Microsoft is releasing "Edge for Android" and it uses Chromium. That is bad for the Web.
It's bad because engine diversity is really essential for the open Web. Having some users, even a relatively small number, using the Edge engine on Android would have been a good step. Going with Chromium increases Web developer expectations that all browsers on Android are — or even should be — Chromium. The less thoughtful sort of developer (i.e., pretty much everyone) will say "Microsoft takes this path, so why doesn't Mozilla too, so we can have the instant gratification of compatibility thanks to a single engine?" The slow accumulation of unfixable bugs due to de facto standardization will not register until the platform has thoroughly rotted; the only escape being alternative single-vendor platforms where developers are even more beholden to the vendor.

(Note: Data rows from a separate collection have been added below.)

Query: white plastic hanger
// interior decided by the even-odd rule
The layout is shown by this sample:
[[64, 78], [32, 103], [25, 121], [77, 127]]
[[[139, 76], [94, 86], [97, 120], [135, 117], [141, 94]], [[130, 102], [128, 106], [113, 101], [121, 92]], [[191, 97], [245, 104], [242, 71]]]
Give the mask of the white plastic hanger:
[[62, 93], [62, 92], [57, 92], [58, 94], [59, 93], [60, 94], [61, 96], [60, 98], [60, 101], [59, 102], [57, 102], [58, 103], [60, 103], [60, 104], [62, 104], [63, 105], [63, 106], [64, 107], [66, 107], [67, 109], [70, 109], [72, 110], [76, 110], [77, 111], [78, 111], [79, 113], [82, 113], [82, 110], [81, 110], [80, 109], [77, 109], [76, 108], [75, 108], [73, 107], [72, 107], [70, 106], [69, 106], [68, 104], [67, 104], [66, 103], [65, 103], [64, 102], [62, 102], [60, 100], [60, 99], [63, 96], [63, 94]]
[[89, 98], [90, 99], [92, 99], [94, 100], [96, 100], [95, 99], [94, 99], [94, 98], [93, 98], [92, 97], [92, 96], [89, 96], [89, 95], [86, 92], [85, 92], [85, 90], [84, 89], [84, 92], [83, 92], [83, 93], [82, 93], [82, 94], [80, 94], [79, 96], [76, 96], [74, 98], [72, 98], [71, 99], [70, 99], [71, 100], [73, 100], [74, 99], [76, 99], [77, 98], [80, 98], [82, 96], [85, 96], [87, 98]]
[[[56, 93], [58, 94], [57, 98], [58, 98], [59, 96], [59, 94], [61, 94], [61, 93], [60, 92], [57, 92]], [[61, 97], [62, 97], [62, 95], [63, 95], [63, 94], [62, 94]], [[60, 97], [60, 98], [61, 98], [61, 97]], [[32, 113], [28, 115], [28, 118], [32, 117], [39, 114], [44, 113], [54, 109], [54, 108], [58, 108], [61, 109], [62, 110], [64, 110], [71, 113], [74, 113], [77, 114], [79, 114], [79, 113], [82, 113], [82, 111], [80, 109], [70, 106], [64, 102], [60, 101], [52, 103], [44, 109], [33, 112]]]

Sure, it would have been quite a lot of work to port Edge to Android, but Microsoft has the resources, and porting a browser engine isn't a research problem. If Microsoft would rather save resources than promote their own browser engine, perhaps they'll be switching to Chromium on Windows next. Of course that would be even worse for the Web, but it's not hard to believe Microsoft has stopped caring about that, to the extent they ever did.
(Of course Edge uses Webkit on iOS, and that's also bad, but it's Apple's ongoing decision to force browsers to use the least secure engine, so nothing new there.)